HARVEY WHITEHOUSE is best known for his theories of ritual and group cohesion, based originally on field research in Papua New Guinea, which have been extensively discussed and extended by social scientists and experimental psychologists. He has directed a number of large collaborative research programmes using psychological experiments, cross-cultural fieldwork, economic games, large-scale surveys, and social simulations. His recent 'Explaining Religion' project (funded by the European Commission) set out to explain both recurrent and variable features of religion and to describe and predict changes in religious systems over time.
Whitehouse's latest project on 'Ritual, Community and Conflict' (funded by the ESRC) investigates the causes and consequences of rituals in human societies. Using carefully controlled psychological experiments the project examines how young children in Western and Pacific Island societies acquire and understand ritualized actions. The project also explores the effects of collective ritual participation on in-group cohesion and out-group hostility building on work in social psychology and behavioural economics and gathering data from sites in North America, the Middle East and Africa. In collaboration with a team of archaeologists working mainly in Turkey Whitehouse is building a database to investigate how changes in the frequency and emotionality of ritual life relate to the shift from foraging to farming. With biologists and historians he is constructing a wiki-based database on ritual and group formation over 5,000 years of global history. Together with civil war experts Whitehouse has also been studying the role of ritual in the rapid formation and reproduction of modern rebel groups. Drawing on large databases of this kind, agent based models are being used to simulate the role of ritual in the evolution of social complexity.

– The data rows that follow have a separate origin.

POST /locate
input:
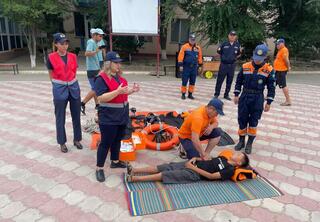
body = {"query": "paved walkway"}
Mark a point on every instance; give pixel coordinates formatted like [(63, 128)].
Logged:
[(39, 183)]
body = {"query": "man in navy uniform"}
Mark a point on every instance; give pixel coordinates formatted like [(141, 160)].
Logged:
[(251, 81), (229, 51)]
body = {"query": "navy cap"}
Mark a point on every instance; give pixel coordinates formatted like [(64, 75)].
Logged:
[(260, 52), (60, 38), (113, 57), (279, 41), (218, 105), (192, 36), (232, 32)]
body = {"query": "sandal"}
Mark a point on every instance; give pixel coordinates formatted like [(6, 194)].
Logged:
[(129, 178), (182, 152), (285, 104)]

Whitehouse was founding director of the Institute of Cognition and Culture at Queen’s University Belfast and of Oxford’s Centre for Anthropology of Mind. In 2006, Whitehouse was elected to a Chair in Social Anthropology at Oxford University and to a Professorial Fellowship at Magdalen College. While Head of Oxford’s School of Anthropology (2006-2009) he helped to establish the Institute of Cognitive and Evolutionary Anthropology.
Whitehouse is the author of Inside the Cult, Arguments and Icons, and Modes of Religiosity and has edited numerous volumes of essays.